Local Sensing?
In his article Citizens as sensors: the world of volunteered geography (2007) Goodchild details the recent establishment of citizen or public volunteered information which he calls “volunteered geographic information (VGI)” (212).
This movement has been typified by web-based applications such as Google Maps, Google Earth, and Open Street Map. All of these sites/sights are examples of what is now called web 2.0, which is characterized by the participatory creation of databases of information by web users. Where the first incarnation of the web was strictly a one way affair where users moved from page to page and could not interact with the information that was presented other than read it, now with web 2.0 users are active creators and authors of information.
In the realm of Google Maps/Earth, Open Street Map and Wikimapia, among others, this information is geographic in nature, while places and events, and many other forms of information, are now georeferenced.
In this new world of participatory mapping enabled by web 2.0 users are the sensors themselves, and the information is locally sensed rather than remote sensed. It must be stated though, like with any mapping activity, user created mapping is not objective, but subjective to the user’s position within the physical world and material society.
Examples of “Participant Populations” (218) given by Goodchild interestingly enough includes soldiers, and farmers. He states that these individuals are potential sources of firsthand information and “data that is in many cases much more detailed and current than that available from central…agencies” (218).

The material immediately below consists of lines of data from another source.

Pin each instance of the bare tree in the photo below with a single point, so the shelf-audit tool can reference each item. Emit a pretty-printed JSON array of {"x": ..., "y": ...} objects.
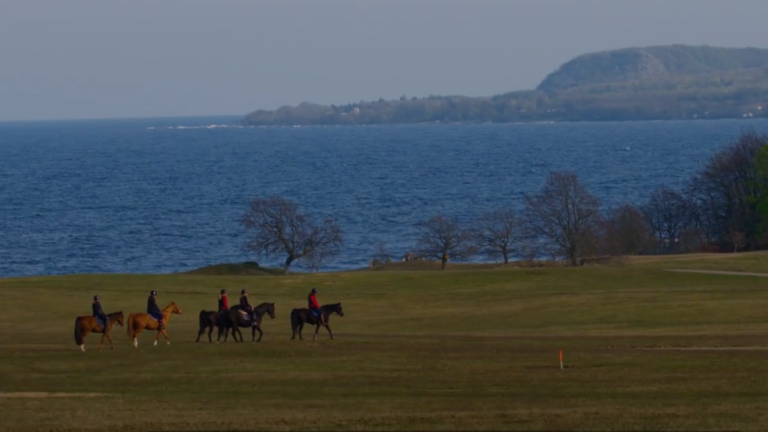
[
  {"x": 443, "y": 238},
  {"x": 666, "y": 213},
  {"x": 626, "y": 232},
  {"x": 498, "y": 233},
  {"x": 731, "y": 184},
  {"x": 564, "y": 215},
  {"x": 280, "y": 229}
]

He also claims, however, that these “developments contribute to a growing reversal of the traditional top-down approach to the creation and dissemination of geographic information” (218). This is a problematic assumption though on the part of Goodchild that information coming from soldiers and farmers represent a shift to a bottom up kind of information gathering.
Soldiers represent the violent, repressive, and coercive authority of the state, and therefore, any information they would gather and disseminate will be in the state’s own interest. Furthermore, the geospatial tools, utilized in precision farming, are owned by the capitalist class. These tools are used on large farms owned by agribusinesses who farm on land that was gained through the structural, or in many cases the actual, violence of colonialism. Is that what bottom up means?
Nonetheless, the growing trend of VGI, in many instances has removed map making from the hands of the ‘experts’ and placed it into the hands of regular citizens. This is an empowering and democratic act, however, only for those that are able to participate by owning the proper equipment, and being connected (literally).
Goodchild, M. F. (2007). Citizens as sensors: the world of volunteered geography. Geojournal, (69), 211-221.